In situ hybridization; Messenger RNA; Pathology


ARTIGO DE REVISÃO REVIEW PAPER

Hibridização in situ com sonda não-radioativa para mRNA: princípios e aplicações em patologia

In situ hybridization with non-radioactive riboprobes: principles and applications in pathology

Maria das Graças da Silva-ValenzuelaI; Fernanda Campos S. AlmeidaII; Luciana Fasanella Matizonkas-AntonioII; Tatiana Nayara LibórioII; Thais AcquafredaII; Claudia CazalII; Alberto FerrazIII; Fábio Daumas NunesIV

IPesquisadora do Programa para Contratação de Técnicos de Nível Superior (PROCONTES), disciplina de Patologia Bucal da Faculdade de Odontologia da Universidade de São Paulo (FOUSP)
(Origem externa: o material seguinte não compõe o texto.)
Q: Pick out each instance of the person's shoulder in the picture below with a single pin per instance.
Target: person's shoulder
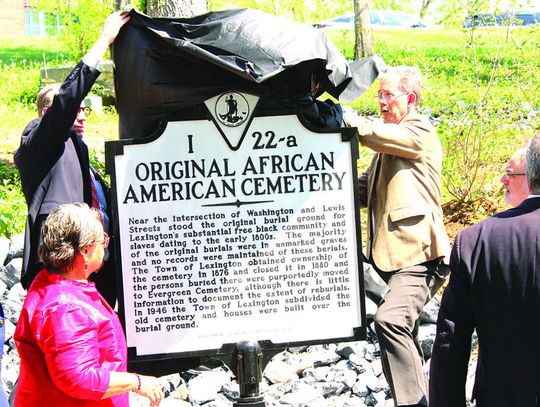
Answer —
(30, 126)
(510, 218)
IIPós-graduandos em Patologia Bucal, disciplina de Patologia Bucal da FOUSP

IIIProfessor-titular da disciplina de Cabeça e Pescoço da Faculdade de Medicina da Universidade de São Paulo (FMUSP)

IVProfessor-associado da Disciplina de Patologia Bucal da FOUSP

Endereço para correspondência Endereço para correspondência: Maria das Graças da Silva Valenzuela UIPH/Nucel/Instituto de Química/USP Av. Prof. Lineu Prestes, 748, Bl. 9 Superior – Sl 964 CEP 05508-900 – São Paulo-SP Telefone: (11) 3091-7902 e-mail: mdgdsval@yahoo.com

RESUMO

A técnica de hibridização in situ (ISH) tem sido usada para identificar mRNA (ou DNA) em amostras de tecido de material humano e animal. Embora uma série de protocolos para essa técnica seja utilizada, as descrições não são bem detalhadas. O objetivo deste trabalho é descrever a reação de hibridização in situ em tecido fresco e sua aplicação em patologia, tornando mais compreensível essa técnica tão importante, que possibilita observar a localização tecidual e a expressão temporal e espacial dos transcritos de um determinado gene (mRNA). Resultados de reações com as ribossondas PITX1, SHH e WNT-5A, realizadas em amostras de tecido congelado, são apresentados.

Unitermos: Hibridização in situ, RNA mensageiro, Patologia

ABSTRACT

In situ hybridization (ISH) has been used to identify mRNA (or DNA) in fresh tissue samples of humans and animals. Several protocols describing this technique are available, although its description is not usually detailed enough. The present work describes in situ hybridization reaction on fresh tissue in a way to make understandable this important technique, which allows verifying the cellular localization, and the spatial and temporal expression, of gene transcripts (mRNA). Results with PITX1, TGIF, SHH and WNT-5A riboprobes, in fresh tissue samples, are presented.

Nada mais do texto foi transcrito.